The company’s performance was backed by strong sales from North American Plumbing and Cabinetry Products. However, DIY paint and international markets marginally overshadowed the gain. Also, commodity and logistics cost added to the woes.
Adjusted gross profit grew 4.4% to $687 million, while adjusted gross margin contracted 110 basis points (bps) to 32.7%.
Adjusted operating profit rose 3.1% to $320 million. Adjusted operating margin contracted 70 bps to 15.2%.
As a percentage of net revenues, selling, general and administrative expenses were 17.5%, lower than 17.9% reported in the prior-year quarter.
Plumbing Products: The segment recorded revenues of $992 million, reflecting an increase of 4%. Excluding the impact of foreign currency translation, revenues increased 5% backed by 9% growth in North America.
Adjusted operating margin of 18% declined 50 bps year over year.
Decorative Architectural Products: Segmental revenues summed $673 million, up 20% year-over-year, the upside is attributable to the Kichler acquisition as well as growth in Behr’s pro initiative and builders’ hardware. The positive impact was partially offset by lower DIY paint sales. Excluding the impact of acquisition, revenues increased 1%.
Adjusted operating margin fell 220 bps to 17.7%.
Cabinets and Related Products: Segmental revenues totaled $239 million, which increased 4% year over year. The improvement was owing to solid growth in the repair and remodel business, partially overshadowed by the divestiture of Moores. Excluding the impact of divestiture, revenues increased 11%.
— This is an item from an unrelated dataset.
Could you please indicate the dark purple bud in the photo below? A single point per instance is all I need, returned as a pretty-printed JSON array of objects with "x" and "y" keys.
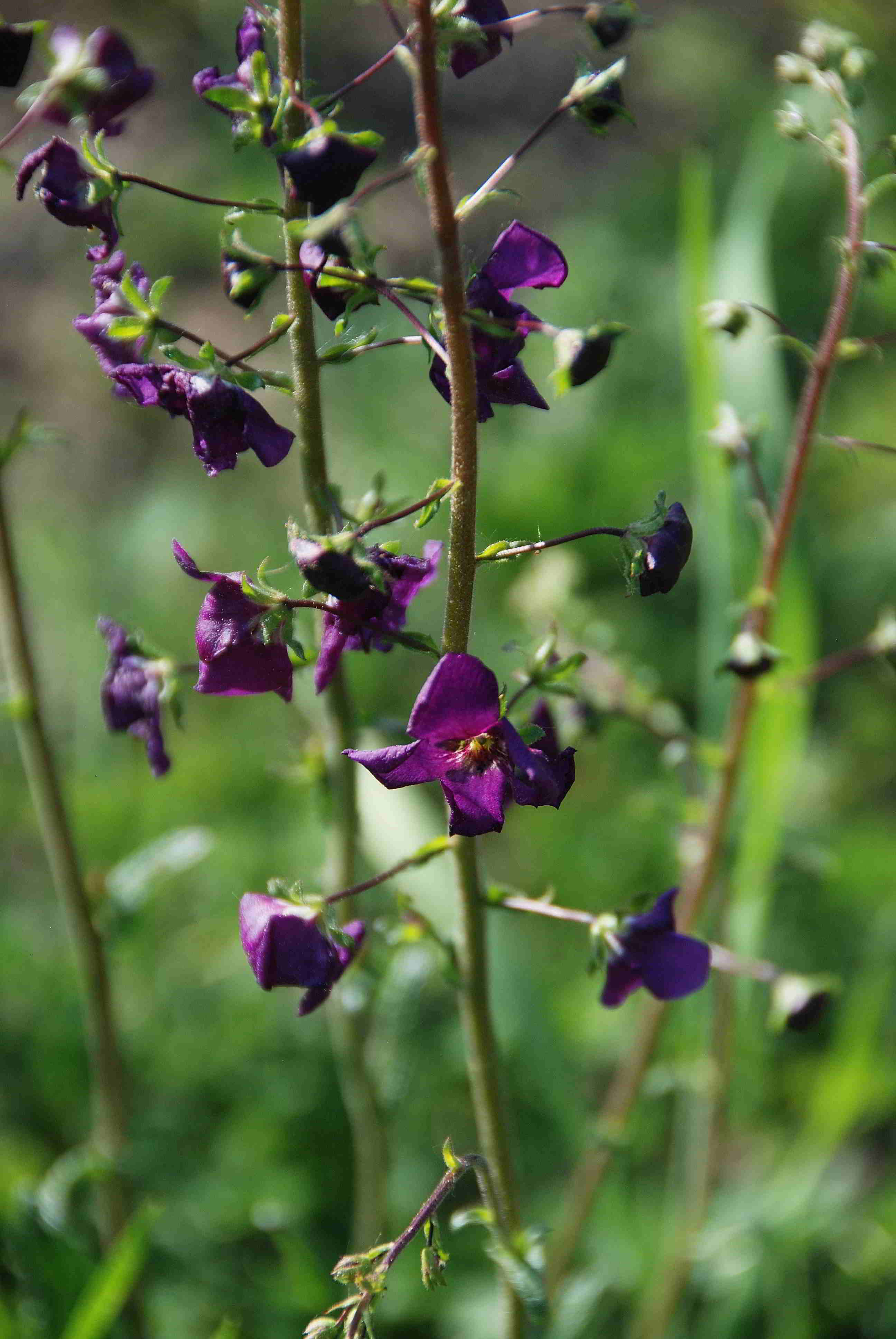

Adjusted operating margin was 9.6% in the quarter, grew 90 bps.
Windows and Other Specialty Products: Segmental revenues amounted to $197 million, down 3% year over year primarily due to lower international sales.
Operating margin was 9.6% in the quarter, contracted 220 bps.
As of Sep 30, 2018, Masco ended the quarter with cash and cash investments of $569 million, compared with $1.2 billion as of Dec 31, 2017.
Moreover, the company repurchased $2.3 million shares in the quarter.
2018 Guidance Trimmed
Following the quarterly results, management has lowered its guidance for 2018. The company now expects adjusted earnings per share in the range of $2.39-$2.44 compared with earlier guided range of $2.48-$2.55 per share.
Notably, the company intends to repurchase approximately $300 million share in the fourth quarter.
How Have Estimates Been Moving Since Then?
In the past month, investors have witnessed a downward trend in fresh estimates. The consensus estimate has shifted -5.84% due to these changes.
At this time, Masco has a strong Growth Score of A, though it is lagging a lot on the Momentum Score front with a C. Charting a somewhat similar path, the stock was allocated a grade of B on the value side, putting it in the top 40% for this investment strategy.
Overall, the stock has an aggregate VGM Score of A. If you aren't focused on one strategy, this score is the one you should be interested in.
Estimates have been broadly trending downward for the stock, and the magnitude of this revision indicates a downward shift. It's no surprise Masco has a Zacks Rank #4 (Sell). We expect a below average return from the stock in the next few months.